Dans la nuit du 7 au 8 décembre : les rebelles s'emparent de Damas et Bachar al-Assad s'enfuit

Dans la nuit du 7 au 8 décembre, le HTS annonce être entré dans Damas et avoir pris la prison de Saidnaya, symbole des pires exactions du régime. L'organisation et l'OSDH annoncent que Bachar al-Assad a quitté la Syrie en avion, après vingt-quatre ans au pouvoir.

Peu après son départ, l'aéroport de Damas est abandonné par les forces gouvernementales. "Le tyran Bachar al-Assad a pris la fuite !" et "Nous proclamons la ville de Damas libre !", annoncent des groupes rebelles. Le Premier ministre Mohamed al-Jalali se dit prêt à coopérer avec "tout leadership que choisira le peuple syrien".
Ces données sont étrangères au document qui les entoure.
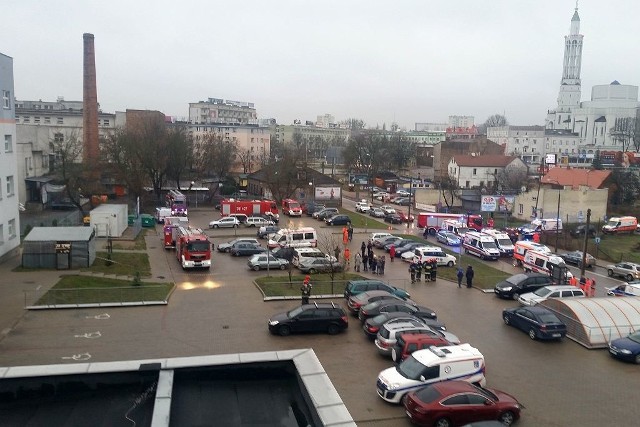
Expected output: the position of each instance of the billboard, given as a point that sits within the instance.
(497, 203)
(327, 193)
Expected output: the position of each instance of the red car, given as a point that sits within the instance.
(456, 403)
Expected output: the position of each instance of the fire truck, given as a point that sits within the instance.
(249, 207)
(177, 202)
(169, 229)
(193, 248)
(432, 221)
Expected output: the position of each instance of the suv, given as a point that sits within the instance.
(628, 270)
(546, 292)
(522, 283)
(409, 342)
(314, 317)
(355, 287)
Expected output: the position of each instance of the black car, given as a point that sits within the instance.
(393, 219)
(314, 317)
(522, 283)
(537, 321)
(246, 248)
(338, 220)
(382, 306)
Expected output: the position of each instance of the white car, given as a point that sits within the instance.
(225, 222)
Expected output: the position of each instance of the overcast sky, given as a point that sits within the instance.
(380, 61)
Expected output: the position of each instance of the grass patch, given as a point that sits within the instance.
(279, 285)
(363, 221)
(79, 289)
(122, 264)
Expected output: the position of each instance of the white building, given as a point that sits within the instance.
(482, 171)
(592, 121)
(9, 212)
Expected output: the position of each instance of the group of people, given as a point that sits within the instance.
(428, 268)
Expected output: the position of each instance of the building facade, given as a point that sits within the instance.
(9, 201)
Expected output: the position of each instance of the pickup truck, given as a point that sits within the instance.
(363, 206)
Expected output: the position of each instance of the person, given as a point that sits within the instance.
(357, 261)
(305, 290)
(469, 275)
(347, 259)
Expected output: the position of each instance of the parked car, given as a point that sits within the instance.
(575, 257)
(454, 403)
(372, 325)
(627, 348)
(393, 219)
(266, 261)
(258, 221)
(338, 220)
(355, 287)
(317, 317)
(322, 214)
(264, 231)
(448, 238)
(318, 265)
(522, 283)
(376, 213)
(546, 292)
(225, 222)
(246, 248)
(377, 307)
(628, 270)
(538, 322)
(226, 247)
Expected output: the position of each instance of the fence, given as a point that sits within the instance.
(125, 295)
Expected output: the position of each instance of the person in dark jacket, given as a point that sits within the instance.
(469, 275)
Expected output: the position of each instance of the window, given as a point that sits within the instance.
(10, 186)
(8, 144)
(6, 99)
(12, 229)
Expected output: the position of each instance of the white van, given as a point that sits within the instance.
(545, 292)
(503, 242)
(428, 366)
(298, 238)
(542, 262)
(480, 245)
(426, 253)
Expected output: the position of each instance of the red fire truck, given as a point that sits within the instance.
(169, 229)
(432, 221)
(193, 248)
(248, 207)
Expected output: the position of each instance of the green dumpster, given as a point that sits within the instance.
(147, 220)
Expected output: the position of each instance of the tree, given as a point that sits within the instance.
(495, 120)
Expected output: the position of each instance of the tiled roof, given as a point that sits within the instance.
(575, 177)
(491, 160)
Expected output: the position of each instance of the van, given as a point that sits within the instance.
(480, 245)
(618, 225)
(503, 242)
(425, 253)
(546, 292)
(301, 237)
(521, 248)
(542, 262)
(428, 366)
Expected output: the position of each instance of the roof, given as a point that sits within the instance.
(485, 160)
(66, 234)
(592, 178)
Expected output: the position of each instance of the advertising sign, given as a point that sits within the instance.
(327, 193)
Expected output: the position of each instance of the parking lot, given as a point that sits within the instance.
(560, 383)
Des kurdes syriens se tiennent devant la statue déboulonnée d'Hafez al-Assad, le père de Bachar al-Assad, à Damas, le 8 décembre 2024. (DELIL SOULEIMAN / AFP)
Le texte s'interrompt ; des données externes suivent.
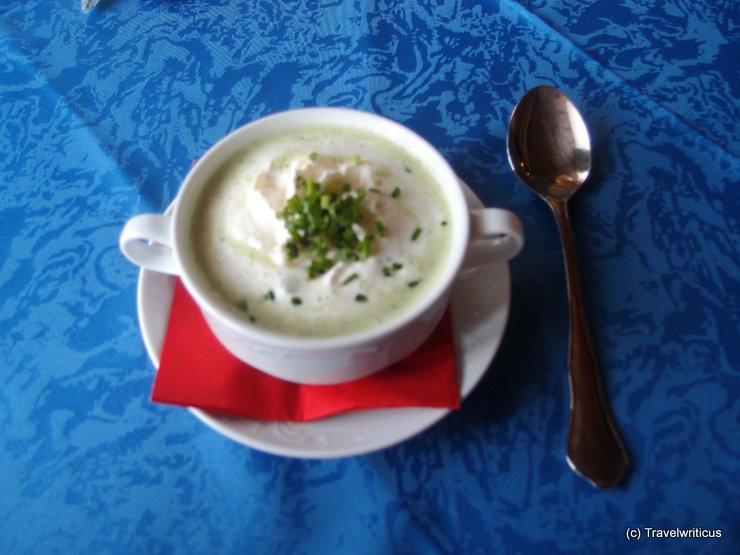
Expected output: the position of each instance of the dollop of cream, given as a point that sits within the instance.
(256, 223)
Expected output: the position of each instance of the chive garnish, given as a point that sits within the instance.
(392, 269)
(380, 228)
(322, 223)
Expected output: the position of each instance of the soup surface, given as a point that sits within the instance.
(321, 232)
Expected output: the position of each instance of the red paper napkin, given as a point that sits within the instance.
(196, 371)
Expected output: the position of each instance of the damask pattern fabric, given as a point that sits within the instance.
(101, 116)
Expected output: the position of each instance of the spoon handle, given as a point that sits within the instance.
(594, 448)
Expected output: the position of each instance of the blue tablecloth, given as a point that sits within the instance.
(102, 115)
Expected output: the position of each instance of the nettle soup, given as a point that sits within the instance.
(321, 232)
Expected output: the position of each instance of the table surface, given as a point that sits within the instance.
(101, 116)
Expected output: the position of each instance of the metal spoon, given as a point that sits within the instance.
(550, 152)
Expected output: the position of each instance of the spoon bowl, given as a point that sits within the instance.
(548, 144)
(550, 152)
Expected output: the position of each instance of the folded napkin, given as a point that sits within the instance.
(196, 371)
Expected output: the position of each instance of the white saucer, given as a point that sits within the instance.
(480, 309)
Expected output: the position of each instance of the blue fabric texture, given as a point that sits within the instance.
(101, 116)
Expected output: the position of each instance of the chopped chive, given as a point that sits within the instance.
(388, 271)
(380, 228)
(322, 224)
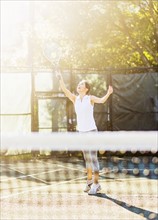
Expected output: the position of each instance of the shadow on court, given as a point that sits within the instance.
(145, 213)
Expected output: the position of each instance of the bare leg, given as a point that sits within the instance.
(89, 173)
(96, 177)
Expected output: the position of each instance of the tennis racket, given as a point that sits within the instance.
(53, 53)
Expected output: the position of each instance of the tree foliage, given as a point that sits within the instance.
(95, 34)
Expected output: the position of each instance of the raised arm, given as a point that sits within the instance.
(71, 96)
(95, 99)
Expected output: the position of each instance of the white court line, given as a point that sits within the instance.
(29, 175)
(70, 168)
(39, 188)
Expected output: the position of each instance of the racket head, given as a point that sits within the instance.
(52, 52)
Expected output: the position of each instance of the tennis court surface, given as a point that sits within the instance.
(52, 188)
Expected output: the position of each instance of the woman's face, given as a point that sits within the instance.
(81, 87)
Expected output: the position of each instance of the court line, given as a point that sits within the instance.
(67, 167)
(31, 175)
(41, 187)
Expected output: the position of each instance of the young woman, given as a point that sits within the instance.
(84, 108)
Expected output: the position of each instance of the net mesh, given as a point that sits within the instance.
(49, 184)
"[Bachar] al-Assad a quitté la Syrie via l'aéroport international de Damas avant que les membres des forces armées et de sécurité ne quittent" le site, a annoncé à l'AFP le directeur de l'Observatoire syrien des droits de l'homme, Rami Abdel Rahmane. Le Hezbollah libanais, soutien clé du pouvoir de Bachar al-Assad, a retiré parallèlement ses forces de la périphérie de Damas et de la région de Homs, selon l'OSDH.

"Le fait qu'il n'y ait pas eu de résistance, pour l'instant, signifie que le régime [syrien] était vraiment en bout de course", analyse pour franceinfo Michel Duclos, ancien ambassadeur de France en Syrie. "Domine aujourd’hui l’euphorie de la victoire. Mais il faut souhaiter qu’un processus politique se mette vite en place. La Syrie n’est pas l’abri d’un scénario d’implosion, sur le modèle de l’Irak ou de la Libye", assure, de son côté, au Monde Bassel Kaghadou, spécialiste de la Syrie. Quant au sort du président déchu de la Syrie, il se trouve à Moscou, où la Russie lui a accordé l'asile, selon les agences de presse russes.